Project/Area Number 23K14565
Research Category

Grant-in-Aid for Early-Career Scientists

Allocation TypeMulti-year Fund
Review Section Basic Section 50010:Tumor biology-related
Research InstitutionKyoto University

Principal Investigator

佐井 和人  京都大学, 医学研究科, 助教 (30962310)

Project Period (FY) 2023-04-01 – 2026-03-31
Project Status Granted (Fiscal Year 2023)
Budget Amount *help
¥4,680,000 (Direct Cost: ¥3,600,000、Indirect Cost: ¥1,080,000)
Fiscal Year 2025: ¥1,300,000 (Direct Cost: ¥1,000,000、Indirect Cost: ¥300,000)
Fiscal Year 2024: ¥1,820,000 (Direct Cost: ¥1,400,000、Indirect Cost: ¥420,000)
Fiscal Year 2023: ¥1,560,000 (Direct Cost: ¥1,200,000、Indirect Cost: ¥360,000)
Keywords上皮組織 / がん / 細胞競合 / メカノトランスダクション / synNotch / PIC / EDAC
Outline of Research at the Start

上皮細胞層の中にがん原生の変異を持つ細胞が生じた時、周囲の正常細胞との細胞競合によって変異細胞が排除されるという現象が示されている。しかし、この細胞競合制御の分子機序は未だよく分かっていない。そこで本研究では、培養上皮細胞層の特定の領域のみを選択して遺伝子発現解析を行う領域特異的トランスクリプトーム解析により、変異細胞と隣接する正常細胞で特異的に変化の見られる因子を探索する。同定された因子の細胞競合への関与を調べることにより、これまで明らかになっていなかった正常細胞による変異細胞の認識機構、及びその下流で変異細胞の排除を担う細胞内シグナル経路の解明が期待される。

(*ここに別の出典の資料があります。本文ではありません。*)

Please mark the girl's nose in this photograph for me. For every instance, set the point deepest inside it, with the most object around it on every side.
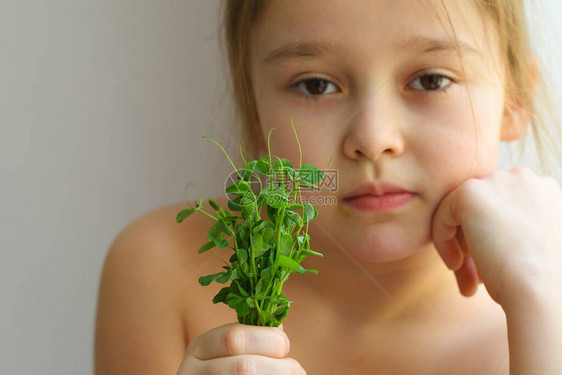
(374, 127)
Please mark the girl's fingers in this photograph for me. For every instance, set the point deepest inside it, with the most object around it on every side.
(446, 235)
(236, 339)
(246, 364)
(467, 277)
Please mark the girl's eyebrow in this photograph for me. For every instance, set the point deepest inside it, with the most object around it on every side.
(314, 49)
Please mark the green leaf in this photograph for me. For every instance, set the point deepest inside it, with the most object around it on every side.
(310, 173)
(281, 313)
(295, 217)
(234, 205)
(257, 245)
(240, 187)
(309, 213)
(214, 204)
(268, 235)
(242, 256)
(215, 233)
(285, 244)
(225, 229)
(183, 214)
(221, 295)
(289, 263)
(275, 196)
(207, 246)
(234, 274)
(206, 280)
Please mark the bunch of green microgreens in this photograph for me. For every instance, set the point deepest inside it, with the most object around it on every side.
(266, 250)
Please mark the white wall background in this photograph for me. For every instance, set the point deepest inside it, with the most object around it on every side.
(102, 106)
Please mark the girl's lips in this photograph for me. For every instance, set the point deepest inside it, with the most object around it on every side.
(381, 203)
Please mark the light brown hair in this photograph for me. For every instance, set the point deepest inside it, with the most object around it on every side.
(508, 16)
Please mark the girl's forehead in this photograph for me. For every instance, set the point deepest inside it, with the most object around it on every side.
(365, 26)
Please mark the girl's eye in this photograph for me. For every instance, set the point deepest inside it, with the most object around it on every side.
(316, 86)
(431, 82)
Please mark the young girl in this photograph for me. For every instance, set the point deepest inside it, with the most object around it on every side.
(411, 98)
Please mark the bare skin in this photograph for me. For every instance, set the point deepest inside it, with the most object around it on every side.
(461, 336)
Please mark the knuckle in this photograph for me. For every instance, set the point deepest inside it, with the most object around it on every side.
(234, 341)
(294, 368)
(245, 365)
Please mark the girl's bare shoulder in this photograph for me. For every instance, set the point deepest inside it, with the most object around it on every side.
(184, 265)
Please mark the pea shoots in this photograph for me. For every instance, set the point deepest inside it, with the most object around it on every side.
(269, 237)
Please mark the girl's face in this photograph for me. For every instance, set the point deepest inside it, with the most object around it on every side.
(378, 86)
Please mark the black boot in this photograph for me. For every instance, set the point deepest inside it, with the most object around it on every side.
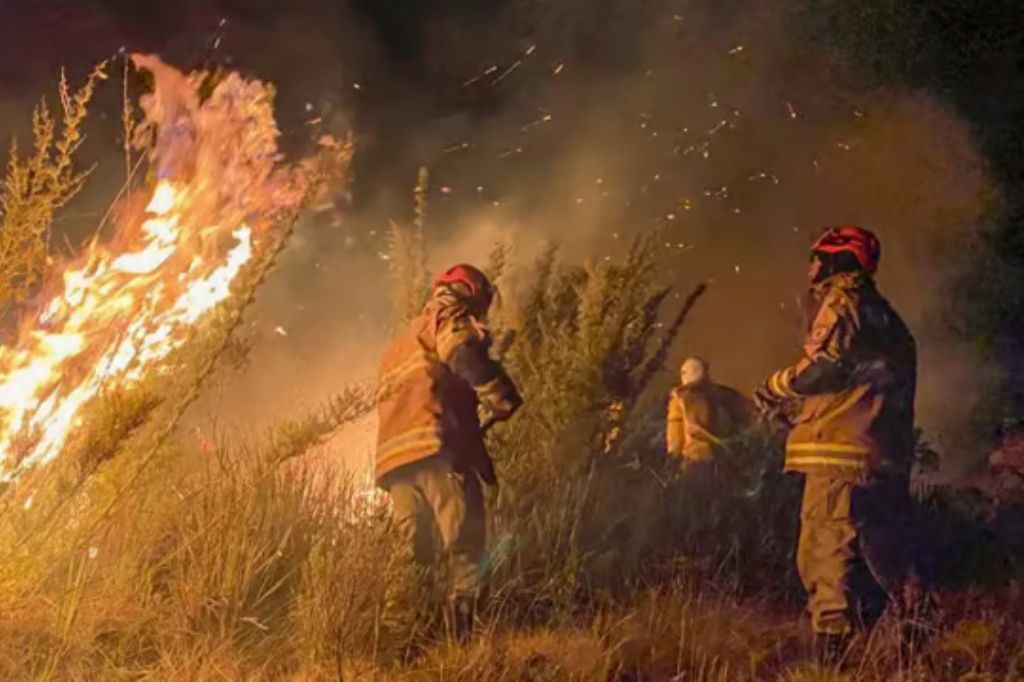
(829, 649)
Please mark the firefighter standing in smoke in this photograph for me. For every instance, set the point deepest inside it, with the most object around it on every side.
(852, 437)
(438, 383)
(702, 416)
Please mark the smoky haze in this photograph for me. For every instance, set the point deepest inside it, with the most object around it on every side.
(721, 124)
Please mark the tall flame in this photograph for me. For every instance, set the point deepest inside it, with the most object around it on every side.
(121, 308)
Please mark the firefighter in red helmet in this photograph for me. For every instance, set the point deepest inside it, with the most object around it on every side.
(440, 389)
(851, 396)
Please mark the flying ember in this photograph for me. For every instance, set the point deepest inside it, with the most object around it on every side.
(118, 311)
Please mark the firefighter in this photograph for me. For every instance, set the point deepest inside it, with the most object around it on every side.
(851, 396)
(440, 390)
(702, 416)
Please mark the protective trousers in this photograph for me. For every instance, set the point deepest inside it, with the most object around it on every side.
(856, 549)
(431, 500)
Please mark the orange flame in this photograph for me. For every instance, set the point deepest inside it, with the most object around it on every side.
(123, 307)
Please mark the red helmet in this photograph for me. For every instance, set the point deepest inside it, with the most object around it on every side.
(861, 243)
(473, 280)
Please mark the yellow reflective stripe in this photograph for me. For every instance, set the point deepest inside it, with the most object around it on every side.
(416, 438)
(491, 385)
(417, 360)
(827, 446)
(779, 383)
(427, 444)
(808, 460)
(410, 434)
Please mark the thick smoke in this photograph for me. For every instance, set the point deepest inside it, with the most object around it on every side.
(721, 124)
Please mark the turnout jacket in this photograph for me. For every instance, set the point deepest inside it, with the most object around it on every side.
(701, 419)
(435, 381)
(855, 385)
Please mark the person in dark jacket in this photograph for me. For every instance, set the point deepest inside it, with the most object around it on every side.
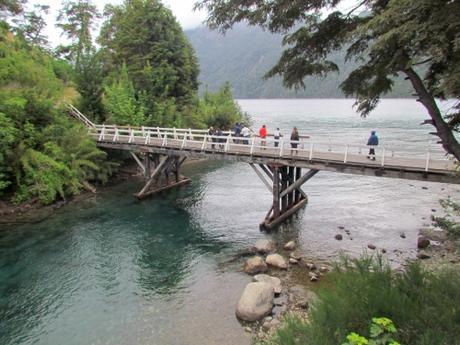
(373, 141)
(294, 140)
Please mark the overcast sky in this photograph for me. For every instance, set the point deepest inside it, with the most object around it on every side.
(182, 9)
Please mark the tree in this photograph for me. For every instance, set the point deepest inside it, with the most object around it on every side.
(11, 7)
(120, 101)
(32, 24)
(77, 19)
(417, 38)
(160, 60)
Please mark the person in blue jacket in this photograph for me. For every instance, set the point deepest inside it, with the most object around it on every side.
(373, 141)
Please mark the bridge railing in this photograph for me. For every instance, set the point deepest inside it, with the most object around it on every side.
(305, 148)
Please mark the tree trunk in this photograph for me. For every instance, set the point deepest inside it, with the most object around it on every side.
(448, 141)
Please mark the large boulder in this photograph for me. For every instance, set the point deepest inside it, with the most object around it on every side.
(256, 302)
(273, 281)
(264, 246)
(290, 245)
(423, 242)
(255, 265)
(276, 260)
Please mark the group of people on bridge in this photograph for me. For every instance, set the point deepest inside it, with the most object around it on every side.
(243, 131)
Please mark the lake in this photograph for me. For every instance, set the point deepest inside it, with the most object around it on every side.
(113, 270)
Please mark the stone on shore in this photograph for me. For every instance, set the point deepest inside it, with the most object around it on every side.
(296, 255)
(276, 260)
(255, 265)
(313, 276)
(290, 245)
(273, 281)
(256, 302)
(264, 246)
(423, 242)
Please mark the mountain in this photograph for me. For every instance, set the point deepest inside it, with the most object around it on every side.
(244, 54)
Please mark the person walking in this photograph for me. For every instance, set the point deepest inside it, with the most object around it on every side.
(294, 140)
(277, 136)
(221, 140)
(372, 142)
(246, 134)
(263, 135)
(212, 133)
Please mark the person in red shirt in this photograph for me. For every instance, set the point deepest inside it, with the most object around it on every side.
(263, 135)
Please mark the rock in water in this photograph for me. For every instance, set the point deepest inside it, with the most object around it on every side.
(423, 256)
(255, 265)
(423, 242)
(273, 281)
(276, 260)
(264, 246)
(290, 245)
(256, 302)
(313, 276)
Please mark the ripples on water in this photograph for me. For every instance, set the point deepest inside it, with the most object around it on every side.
(111, 270)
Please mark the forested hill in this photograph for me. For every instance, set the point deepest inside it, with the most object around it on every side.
(245, 54)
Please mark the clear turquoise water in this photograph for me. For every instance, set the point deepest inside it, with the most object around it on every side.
(112, 270)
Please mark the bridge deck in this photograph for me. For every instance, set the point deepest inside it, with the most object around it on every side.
(343, 159)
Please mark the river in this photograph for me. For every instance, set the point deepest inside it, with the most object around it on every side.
(113, 270)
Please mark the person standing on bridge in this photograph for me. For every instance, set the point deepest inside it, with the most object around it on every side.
(263, 135)
(277, 136)
(372, 142)
(212, 133)
(246, 134)
(294, 140)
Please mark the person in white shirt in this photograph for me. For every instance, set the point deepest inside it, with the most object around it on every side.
(277, 136)
(245, 133)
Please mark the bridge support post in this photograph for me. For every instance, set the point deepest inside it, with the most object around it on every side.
(165, 174)
(288, 196)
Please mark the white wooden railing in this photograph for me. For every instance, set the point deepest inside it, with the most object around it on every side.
(307, 148)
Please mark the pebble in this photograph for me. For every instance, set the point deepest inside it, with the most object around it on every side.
(311, 266)
(324, 269)
(313, 277)
(423, 256)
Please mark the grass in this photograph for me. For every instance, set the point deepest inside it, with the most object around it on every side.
(424, 306)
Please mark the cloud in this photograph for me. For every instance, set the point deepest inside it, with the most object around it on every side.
(182, 10)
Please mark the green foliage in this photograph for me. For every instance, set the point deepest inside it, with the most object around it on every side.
(451, 221)
(381, 333)
(385, 38)
(31, 25)
(161, 62)
(77, 20)
(89, 78)
(43, 154)
(245, 54)
(121, 104)
(423, 304)
(219, 110)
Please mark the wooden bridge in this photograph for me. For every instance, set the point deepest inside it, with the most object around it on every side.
(160, 152)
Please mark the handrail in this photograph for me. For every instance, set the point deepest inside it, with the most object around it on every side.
(187, 139)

Outline of Annual Research Achievements

本研究計画は、上皮組織における正常細胞とがん細胞間の細胞競合の分子機序の解明を目的としている。申請者は領域特異的トランスクリプトーム解析を可能にするsynNotchシステム、並びにPICを用いたスクリーニングの結果、Etv4/5, Prkg2, Mmp3を含む多数の新規細胞競合制御因子の同定に成功した。スクリーニングで得られた新規制御因子の機能解析の結果、細胞競合において、正常細胞内で転写因子ETVがエフェクター因子PRKG2などの発現量を上昇させることで細胞競合を促進していることを明らかにした。本研究計画において最も重要な目的は、正常細胞によるがん細胞の認識機構の解明である。RasV12発現細胞を初期がんのモデルとして、正常・がん細胞共培養系において上記シグナル伝達経路がどのように駆動されるか調べたところ、興味深いことに、がん細胞の機械的性質の変化(細 胞の大きさ、および細胞膜張力の変化)が、周りの正常細胞においてETV経路を活性化させることが明らかとなった。このことは、がんの超初期において、がん細胞特有の物理的性質変化がメカノトランスダクションを介して正常細胞に伝達され、細胞競合の引き金となっていることを示している。本研究の結果、これまで不明瞭であった正常細胞とがん細胞間の細胞競合制御機構の一端を明らかにすることができた。今後の方針としては、得られた結果をさらに発展させるべく、 がん細胞ー正常細胞間の機械的性質変化を伝えるセンサーの同定、並びにマウスを用いて得られた知見の生体での検証を行なっていく。

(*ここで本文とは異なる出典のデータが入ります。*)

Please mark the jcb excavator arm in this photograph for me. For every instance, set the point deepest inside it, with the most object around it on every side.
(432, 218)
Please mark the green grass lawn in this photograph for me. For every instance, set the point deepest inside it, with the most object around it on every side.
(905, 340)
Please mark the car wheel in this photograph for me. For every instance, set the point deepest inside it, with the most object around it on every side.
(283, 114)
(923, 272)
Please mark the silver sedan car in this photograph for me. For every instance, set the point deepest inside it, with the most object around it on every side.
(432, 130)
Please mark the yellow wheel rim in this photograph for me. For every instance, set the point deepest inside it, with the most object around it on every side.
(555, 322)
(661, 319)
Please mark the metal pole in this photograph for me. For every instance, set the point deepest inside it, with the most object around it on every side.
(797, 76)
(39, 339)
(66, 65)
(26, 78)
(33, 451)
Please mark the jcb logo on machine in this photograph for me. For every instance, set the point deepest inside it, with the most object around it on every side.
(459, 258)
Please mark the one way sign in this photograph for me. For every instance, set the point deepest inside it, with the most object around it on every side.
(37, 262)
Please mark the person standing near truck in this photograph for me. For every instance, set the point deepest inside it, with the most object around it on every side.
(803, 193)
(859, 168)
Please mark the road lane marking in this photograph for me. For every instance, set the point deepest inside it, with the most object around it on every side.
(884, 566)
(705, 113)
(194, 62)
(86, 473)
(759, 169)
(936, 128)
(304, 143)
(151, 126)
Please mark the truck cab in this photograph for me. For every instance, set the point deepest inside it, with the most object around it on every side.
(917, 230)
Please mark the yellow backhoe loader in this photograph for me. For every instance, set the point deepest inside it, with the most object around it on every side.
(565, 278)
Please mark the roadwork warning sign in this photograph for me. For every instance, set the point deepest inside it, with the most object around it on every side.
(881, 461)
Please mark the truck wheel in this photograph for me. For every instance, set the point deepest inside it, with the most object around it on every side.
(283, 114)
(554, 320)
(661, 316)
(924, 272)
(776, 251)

Current Status of Research Progress
Current Status of Research Progress

1: Research has progressed more than it was originally planned.

Reason

本研究は当初の計画以上に進展している。令和5年度は予定通り、synNotchおよびPICを利用したスクリーニング系の確立に成功し、がん細胞に隣接する正常細胞内で特異的に発現変動している多数の遺伝子を同定した。さらに、それらの因子が細胞競合においてどのように相互作用しシグナル経路を形成しているか、その大部分を明らかにすることに成功した。また、本研究計画最大の目的である正常細胞によるがん細胞の認識機構の解明においても、メカノトランスダクションの関与が明らになるなど、全容解明に向かっている。今後の方針としては、がん細胞ー正常細胞間の機械的性質変化を伝えるセンサーの同定、並びに計画に則ってマウスを用いて得られた知見の生体での検証を行なっていく。

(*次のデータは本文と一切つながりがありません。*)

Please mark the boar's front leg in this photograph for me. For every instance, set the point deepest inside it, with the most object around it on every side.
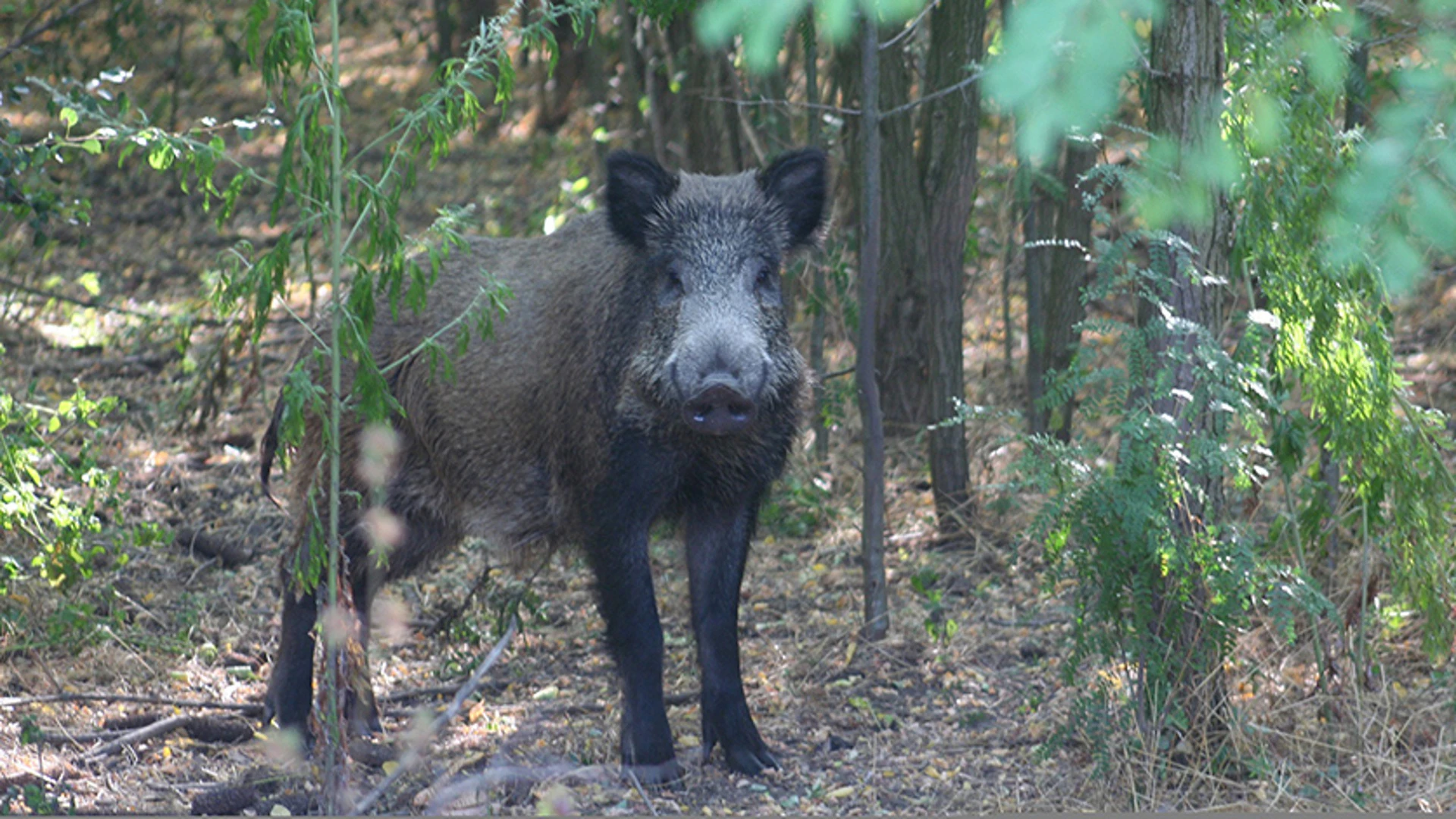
(628, 602)
(717, 550)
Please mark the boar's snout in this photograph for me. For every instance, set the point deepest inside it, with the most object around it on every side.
(718, 409)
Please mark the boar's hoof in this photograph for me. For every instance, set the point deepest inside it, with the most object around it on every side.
(657, 776)
(718, 411)
(748, 760)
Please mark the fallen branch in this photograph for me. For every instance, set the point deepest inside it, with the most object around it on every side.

Strategy for Future Research Activity

本研究計画において、申請者はこれまでに、正常細胞とがん細胞間における細胞競合制御機構を明らかにしてきた。特に、正常細胞がわで駆動される転写因子ETVとその下流因子PRKG2が細胞競合を介したがん細胞の排除に重要であることがわかっている。今後の方針としては、(1)正常細胞ががん細胞を認識する際のメカノセンサーの同定、並びに(2)得られた知見の生体における検証を行なっていく。
(1)正常細胞ががん細胞を認識する際のメカノセンサーの同定に関しては、まずキャンディデートアプローチとして、これまで細胞競合への関与が明らかになっている膜タンパク質や細胞骨格構成因子の関与を調べていく。メカノセンサーは細胞競合においてETV経路の上流に位置するはずであるので、上記キャンディデートアプローチと並行して、siRNAスクリーニングなどを通してETV経路の上流因子を同定することでメカノセンサーを探っていく。
(2)得られた知見の生体における検証に関しては、申請者が所属する研究室で確立されている細胞競合モデルマウスを用いて検討していく。このマウスモデルでは、上皮組織特異的K19-CreERTと低濃度のタモキシフェンを用いることで、上皮組織特異的にHRasV12をモザイク状に発現させることが可能である。この時RasV12を発現した細胞の一部は細胞競合によって排除される。この系を用いて、ETV阻害剤であるYK-4-279やPRKG2阻害剤KT5823 が、生体において細胞競合に影響を与えるか検討していく。

Report

(1 results)
  • 2023 Research-status Report
  • Research Products

    (2 results)

All 2023

All Journal Article (1 results) (of which Int'l Joint Research: 1 results,  Peer Reviewed: 1 results,  Open Access: 1 results) Presentation (1 results)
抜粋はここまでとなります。